Twitter thread on open-source AI

Richard_Ngo

This is a linkpost for https://x.com/RichardMCNgo/status/1813673154851824078

Some thoughts on open-source AI (copied over from a recent twitter thread):

1. We should have a strong prior favoring open source. It’s been a huge success driving tech progress over many decades. We forget how counterintuitive it was originally, and shouldn’t take it for granted.

2. Open source has also been very valuable for alignment. It’s key to progress on interpretability, as outlined here.

3. I am concerned, however, that offense will heavily outpace defense in the long term. As AI accelerates science, many new WMDs will emerge. Even if defense of infrastructure keeps up with offense, human bodies are a roughly fixed and very vulnerable attack surface.

4. A central concern about open source AI: it’ll allow terrorists to build bioweapons. This shouldn’t be dismissed, but IMO it’s easy to be disproportionately scared of terrorism. More central risks are eg “North Korea becomes capable of killing billions”, which they aren’t now.

5. Another worry: misaligned open-source models will go rogue and autonomously spread across the internet. Rogue AIs are a real concern, but they wouldn’t gain much power via this strategy. We should worry more about power grabs from AIs deployed inside influential institutions.

6. In my ideal world, open source would lag a year or two behind the frontier, so that the world has a chance to evaluate and prepare for big risks before a free-for-all starts.
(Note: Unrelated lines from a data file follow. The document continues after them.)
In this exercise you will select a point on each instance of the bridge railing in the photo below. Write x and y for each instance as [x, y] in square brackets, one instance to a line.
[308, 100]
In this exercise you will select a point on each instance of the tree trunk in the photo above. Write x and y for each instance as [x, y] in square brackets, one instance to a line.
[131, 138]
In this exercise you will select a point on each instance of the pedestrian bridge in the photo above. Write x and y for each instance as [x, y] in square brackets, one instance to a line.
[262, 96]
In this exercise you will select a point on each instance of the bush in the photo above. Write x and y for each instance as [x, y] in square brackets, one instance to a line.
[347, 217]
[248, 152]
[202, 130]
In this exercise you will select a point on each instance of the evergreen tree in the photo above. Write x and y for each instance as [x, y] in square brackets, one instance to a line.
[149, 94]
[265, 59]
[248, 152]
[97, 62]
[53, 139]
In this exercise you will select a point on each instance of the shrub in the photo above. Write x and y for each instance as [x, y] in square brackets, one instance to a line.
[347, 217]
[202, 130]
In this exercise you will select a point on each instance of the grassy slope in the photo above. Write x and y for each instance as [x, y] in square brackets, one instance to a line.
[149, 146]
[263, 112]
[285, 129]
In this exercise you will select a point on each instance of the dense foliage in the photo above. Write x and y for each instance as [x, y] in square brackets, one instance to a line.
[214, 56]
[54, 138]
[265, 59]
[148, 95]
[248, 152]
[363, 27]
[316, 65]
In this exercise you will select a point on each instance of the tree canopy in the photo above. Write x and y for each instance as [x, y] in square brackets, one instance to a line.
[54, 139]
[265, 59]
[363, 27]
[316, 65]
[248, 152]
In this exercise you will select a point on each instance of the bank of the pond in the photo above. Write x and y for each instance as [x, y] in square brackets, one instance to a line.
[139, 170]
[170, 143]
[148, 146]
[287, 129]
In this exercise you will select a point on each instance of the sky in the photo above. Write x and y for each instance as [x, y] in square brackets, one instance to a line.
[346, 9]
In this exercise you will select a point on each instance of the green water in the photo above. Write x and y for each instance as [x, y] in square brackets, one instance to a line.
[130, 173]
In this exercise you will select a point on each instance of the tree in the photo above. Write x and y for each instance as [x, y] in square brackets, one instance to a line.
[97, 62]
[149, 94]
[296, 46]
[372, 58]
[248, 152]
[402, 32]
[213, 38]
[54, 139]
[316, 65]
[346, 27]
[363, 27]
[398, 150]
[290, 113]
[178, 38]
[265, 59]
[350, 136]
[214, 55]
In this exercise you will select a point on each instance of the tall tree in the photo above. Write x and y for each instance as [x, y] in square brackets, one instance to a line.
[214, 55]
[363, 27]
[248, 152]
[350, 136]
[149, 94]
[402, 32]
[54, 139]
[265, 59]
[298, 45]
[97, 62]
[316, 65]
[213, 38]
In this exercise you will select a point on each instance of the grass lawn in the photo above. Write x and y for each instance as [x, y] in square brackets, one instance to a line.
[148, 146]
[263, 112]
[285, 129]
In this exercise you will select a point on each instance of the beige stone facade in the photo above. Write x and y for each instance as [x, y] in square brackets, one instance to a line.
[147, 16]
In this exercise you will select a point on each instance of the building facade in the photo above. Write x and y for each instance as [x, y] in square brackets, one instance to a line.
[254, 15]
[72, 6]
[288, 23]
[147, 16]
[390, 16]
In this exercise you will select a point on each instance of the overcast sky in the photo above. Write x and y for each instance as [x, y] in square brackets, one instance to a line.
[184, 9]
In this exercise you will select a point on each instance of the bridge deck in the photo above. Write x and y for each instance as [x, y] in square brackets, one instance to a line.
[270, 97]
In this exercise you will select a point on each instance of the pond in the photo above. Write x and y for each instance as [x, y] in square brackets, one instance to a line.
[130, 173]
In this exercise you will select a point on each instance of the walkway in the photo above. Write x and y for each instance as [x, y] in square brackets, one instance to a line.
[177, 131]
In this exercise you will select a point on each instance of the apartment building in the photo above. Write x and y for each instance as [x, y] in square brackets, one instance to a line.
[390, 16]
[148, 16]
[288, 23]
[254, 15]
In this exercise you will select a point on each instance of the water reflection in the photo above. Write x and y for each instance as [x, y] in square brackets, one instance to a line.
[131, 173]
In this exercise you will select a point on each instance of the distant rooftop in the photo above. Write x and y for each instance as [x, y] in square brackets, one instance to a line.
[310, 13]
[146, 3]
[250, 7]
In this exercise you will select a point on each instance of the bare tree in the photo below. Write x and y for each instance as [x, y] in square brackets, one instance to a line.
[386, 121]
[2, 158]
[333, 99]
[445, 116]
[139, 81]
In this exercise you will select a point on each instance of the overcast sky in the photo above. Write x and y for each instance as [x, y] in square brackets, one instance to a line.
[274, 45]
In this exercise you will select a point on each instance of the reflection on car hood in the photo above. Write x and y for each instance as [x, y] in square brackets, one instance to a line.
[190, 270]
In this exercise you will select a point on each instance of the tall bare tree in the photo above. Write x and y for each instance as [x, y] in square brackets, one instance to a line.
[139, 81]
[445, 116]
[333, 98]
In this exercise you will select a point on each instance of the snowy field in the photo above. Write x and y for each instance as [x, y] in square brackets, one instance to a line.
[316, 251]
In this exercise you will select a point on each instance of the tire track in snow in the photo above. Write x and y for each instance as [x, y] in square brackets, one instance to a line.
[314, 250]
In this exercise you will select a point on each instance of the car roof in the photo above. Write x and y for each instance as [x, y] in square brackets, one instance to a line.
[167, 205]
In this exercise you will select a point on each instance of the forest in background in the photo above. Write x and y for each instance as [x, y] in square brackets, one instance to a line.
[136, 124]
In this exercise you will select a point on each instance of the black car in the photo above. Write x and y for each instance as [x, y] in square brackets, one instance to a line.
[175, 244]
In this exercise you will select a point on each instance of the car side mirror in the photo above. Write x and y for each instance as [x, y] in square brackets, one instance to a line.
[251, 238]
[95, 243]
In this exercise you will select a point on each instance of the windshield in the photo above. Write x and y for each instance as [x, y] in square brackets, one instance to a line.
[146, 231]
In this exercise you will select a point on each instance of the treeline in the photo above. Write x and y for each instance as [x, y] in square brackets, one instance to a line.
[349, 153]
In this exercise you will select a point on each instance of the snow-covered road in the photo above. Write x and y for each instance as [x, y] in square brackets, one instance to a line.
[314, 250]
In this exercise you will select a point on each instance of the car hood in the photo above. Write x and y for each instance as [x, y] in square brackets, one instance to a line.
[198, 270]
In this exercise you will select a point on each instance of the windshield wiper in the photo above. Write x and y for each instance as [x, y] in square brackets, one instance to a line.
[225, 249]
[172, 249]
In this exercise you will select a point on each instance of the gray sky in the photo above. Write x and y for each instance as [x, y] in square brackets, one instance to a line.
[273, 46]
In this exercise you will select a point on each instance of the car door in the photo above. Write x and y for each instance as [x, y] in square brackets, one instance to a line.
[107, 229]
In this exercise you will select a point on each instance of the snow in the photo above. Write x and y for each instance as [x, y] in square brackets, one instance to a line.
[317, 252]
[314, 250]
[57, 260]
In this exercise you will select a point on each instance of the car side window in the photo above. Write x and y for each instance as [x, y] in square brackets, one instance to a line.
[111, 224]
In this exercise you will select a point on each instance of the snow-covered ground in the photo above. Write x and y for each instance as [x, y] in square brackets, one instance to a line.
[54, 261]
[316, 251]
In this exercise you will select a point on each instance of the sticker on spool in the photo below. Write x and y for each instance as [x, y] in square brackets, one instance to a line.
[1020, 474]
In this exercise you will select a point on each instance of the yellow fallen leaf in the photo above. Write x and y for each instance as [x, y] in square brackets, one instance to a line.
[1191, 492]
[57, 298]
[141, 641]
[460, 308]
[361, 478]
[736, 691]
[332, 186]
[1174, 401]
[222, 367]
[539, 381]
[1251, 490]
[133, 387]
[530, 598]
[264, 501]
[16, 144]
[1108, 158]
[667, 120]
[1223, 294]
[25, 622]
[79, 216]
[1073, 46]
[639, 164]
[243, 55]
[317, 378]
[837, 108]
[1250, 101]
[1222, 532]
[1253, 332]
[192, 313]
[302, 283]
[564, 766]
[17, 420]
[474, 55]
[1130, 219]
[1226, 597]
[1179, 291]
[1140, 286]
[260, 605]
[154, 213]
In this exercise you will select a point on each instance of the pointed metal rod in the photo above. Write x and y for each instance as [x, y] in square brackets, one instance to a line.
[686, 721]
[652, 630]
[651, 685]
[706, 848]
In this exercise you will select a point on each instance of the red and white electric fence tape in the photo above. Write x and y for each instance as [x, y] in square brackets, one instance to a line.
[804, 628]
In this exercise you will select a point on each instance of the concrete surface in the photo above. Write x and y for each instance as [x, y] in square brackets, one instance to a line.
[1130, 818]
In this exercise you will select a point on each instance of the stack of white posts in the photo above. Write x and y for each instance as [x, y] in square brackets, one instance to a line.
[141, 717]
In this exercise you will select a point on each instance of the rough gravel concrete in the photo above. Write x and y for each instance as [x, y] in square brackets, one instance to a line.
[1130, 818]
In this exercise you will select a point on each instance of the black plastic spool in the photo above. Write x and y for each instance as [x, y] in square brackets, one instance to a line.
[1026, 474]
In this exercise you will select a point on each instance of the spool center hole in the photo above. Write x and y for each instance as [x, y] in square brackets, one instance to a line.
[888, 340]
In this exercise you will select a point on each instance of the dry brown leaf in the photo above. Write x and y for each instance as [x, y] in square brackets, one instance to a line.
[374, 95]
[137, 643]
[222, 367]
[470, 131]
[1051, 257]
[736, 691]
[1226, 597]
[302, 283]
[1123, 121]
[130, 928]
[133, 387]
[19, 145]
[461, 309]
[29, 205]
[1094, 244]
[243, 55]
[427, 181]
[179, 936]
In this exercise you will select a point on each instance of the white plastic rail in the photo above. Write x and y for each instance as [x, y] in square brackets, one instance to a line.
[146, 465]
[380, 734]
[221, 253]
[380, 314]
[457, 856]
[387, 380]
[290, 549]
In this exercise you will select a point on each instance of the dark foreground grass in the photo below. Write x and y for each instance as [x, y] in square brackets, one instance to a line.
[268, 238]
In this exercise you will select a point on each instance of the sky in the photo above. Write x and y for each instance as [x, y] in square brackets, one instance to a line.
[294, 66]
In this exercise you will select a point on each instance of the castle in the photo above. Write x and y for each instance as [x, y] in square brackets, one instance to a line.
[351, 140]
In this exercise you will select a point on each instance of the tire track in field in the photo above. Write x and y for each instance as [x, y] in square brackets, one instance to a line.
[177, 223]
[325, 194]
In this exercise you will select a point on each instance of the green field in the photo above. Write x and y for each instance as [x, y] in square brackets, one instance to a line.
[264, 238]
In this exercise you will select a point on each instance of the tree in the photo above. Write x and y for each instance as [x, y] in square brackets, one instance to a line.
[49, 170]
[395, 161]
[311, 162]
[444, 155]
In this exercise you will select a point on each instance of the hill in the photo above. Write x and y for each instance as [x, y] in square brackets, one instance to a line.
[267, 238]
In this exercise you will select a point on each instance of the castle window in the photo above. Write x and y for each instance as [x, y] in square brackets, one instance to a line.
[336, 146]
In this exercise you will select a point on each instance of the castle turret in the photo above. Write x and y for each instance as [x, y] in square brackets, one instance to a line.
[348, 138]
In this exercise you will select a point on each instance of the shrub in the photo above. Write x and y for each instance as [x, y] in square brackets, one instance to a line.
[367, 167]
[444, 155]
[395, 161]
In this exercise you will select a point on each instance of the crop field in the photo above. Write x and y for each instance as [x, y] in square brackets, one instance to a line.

But that’s the status quo! So I expect the main action will continue to be with closed-source models.

7. If open-source seems like it’ll catch up to or surpass closed source models, then I’d favor mandating a “responsible disclosure” period (analogous to cybersecurity) that lets people incorporate the model into their defenses (maybe via API?) before the weights are released.

8. I got this idea from Sam Marks. Though unlike him I think the process should have a fixed length, since it’d be easy for it to get bogged down in red tape and special interests otherwise.

9. Almost everyone agrees that we should be very careful about models which can design new WMDs. The current fights are mostly about how many procedural constraints we should lock in now, reflecting a breakdown of trust between AI safety people and accelerationists.

10. Ultimately the future of open source will depend on how the US NatSec apparatus orients to superhuman AIs. This requires nuanced thinking: no worldview as simple as “release everything”, “shut down everything”, or “defeat China at all costs” will survive contact with reality.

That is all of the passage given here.